That was… grim. Krem reached for his own drink, to wash out the bad taste that had suddenly flooded his mouth. He had no idea how any of this worked, if animals could spread madness after being corrupted by demons, or if she just wanted to do it for the sake of honoring the dead. He didn’t plan to ask, but Vandi continued. Seemed she needed to say some things, and he wasn’t going to be the asshole who refused.

“It wasn’t their fault. They had to be killed; I know that, but if not for the damn demon, they never would have attacked.” Krem frowned, feeling even worse about his assumptions. “I just don’t want to leave them laying there to rot, and I know that it doesn’t make sense. I just want to do it for Dane.”

Of course he’d heard her talk about Dane. He’d never met the wolf, but it was obvious Vandi still felt his loss. He’d been her partner, her family as much as anybody else.

Krem looked down, his fingers twitching with the urge to offer some kind of comfort. A hug. Pat on the shoulder. Awful joke. Something.

“It’s not stupid, Vandi,” he managed, the words said in a quiet voice that felt out of place for the tavern.

She didn’t look at him, her gaze fixed on the fire. The glow of it played off her features, and he could see her sorrow, as much as he heard it in her voice. “Fuck the damn demons, anyway.”
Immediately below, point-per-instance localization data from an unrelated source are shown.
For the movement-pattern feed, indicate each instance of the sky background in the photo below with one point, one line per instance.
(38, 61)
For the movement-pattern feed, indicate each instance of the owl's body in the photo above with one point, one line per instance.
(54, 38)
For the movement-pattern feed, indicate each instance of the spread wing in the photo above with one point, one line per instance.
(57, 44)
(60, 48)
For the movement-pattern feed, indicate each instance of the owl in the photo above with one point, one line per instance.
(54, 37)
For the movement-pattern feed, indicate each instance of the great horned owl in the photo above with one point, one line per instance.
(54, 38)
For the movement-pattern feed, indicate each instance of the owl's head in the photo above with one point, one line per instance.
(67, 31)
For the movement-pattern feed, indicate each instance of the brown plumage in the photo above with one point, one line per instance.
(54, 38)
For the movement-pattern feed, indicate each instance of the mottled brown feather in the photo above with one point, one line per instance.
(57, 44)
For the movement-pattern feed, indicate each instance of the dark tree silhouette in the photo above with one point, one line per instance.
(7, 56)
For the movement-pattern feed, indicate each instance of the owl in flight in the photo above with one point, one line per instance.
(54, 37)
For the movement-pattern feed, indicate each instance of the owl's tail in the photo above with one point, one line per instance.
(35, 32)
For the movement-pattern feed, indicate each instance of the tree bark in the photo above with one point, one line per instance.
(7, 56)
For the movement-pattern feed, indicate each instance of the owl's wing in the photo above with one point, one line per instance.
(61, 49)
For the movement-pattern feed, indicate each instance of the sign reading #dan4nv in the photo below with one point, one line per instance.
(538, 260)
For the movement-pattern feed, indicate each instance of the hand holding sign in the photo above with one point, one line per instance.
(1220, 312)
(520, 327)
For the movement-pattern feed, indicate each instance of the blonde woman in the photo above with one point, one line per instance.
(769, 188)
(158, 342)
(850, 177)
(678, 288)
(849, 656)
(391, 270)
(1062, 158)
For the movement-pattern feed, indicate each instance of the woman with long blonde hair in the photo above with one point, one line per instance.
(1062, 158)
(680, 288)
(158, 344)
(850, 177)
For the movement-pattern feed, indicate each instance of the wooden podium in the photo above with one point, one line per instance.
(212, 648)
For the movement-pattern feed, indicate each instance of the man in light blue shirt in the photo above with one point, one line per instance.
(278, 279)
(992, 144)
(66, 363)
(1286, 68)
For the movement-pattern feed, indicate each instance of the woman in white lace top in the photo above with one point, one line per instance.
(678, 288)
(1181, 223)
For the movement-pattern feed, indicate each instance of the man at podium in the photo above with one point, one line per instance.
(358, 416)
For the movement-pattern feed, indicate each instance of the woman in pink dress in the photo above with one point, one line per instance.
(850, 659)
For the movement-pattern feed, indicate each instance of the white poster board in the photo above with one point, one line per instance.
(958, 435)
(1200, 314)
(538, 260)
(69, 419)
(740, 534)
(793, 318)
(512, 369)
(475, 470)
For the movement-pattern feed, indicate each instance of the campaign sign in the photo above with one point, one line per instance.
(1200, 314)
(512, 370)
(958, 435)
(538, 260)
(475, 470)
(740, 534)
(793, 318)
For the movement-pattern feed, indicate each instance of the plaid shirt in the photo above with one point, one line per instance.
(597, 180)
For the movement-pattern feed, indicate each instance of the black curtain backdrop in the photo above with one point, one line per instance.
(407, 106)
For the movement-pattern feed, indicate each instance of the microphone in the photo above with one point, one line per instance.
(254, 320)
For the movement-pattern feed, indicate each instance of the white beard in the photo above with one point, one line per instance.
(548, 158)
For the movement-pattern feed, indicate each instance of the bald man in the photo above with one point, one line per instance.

“I’ll drink to that,” he muttered, reaching for his mug.

The mead was sour, and Krem didn’t think it had anything to do with the quality of the alcohol. Maybe he wasn’t the biggest optimist in their camp, but he liked to think things would work out. This was another reminder that sometimes things didn’t work out. Sometimes senseless things happened for no reason.

He could sit and be sad about it right alongside her, but Krem was a man of action, and he hated leaving a job unfinished. Even a job he hadn’t originally signed on to do.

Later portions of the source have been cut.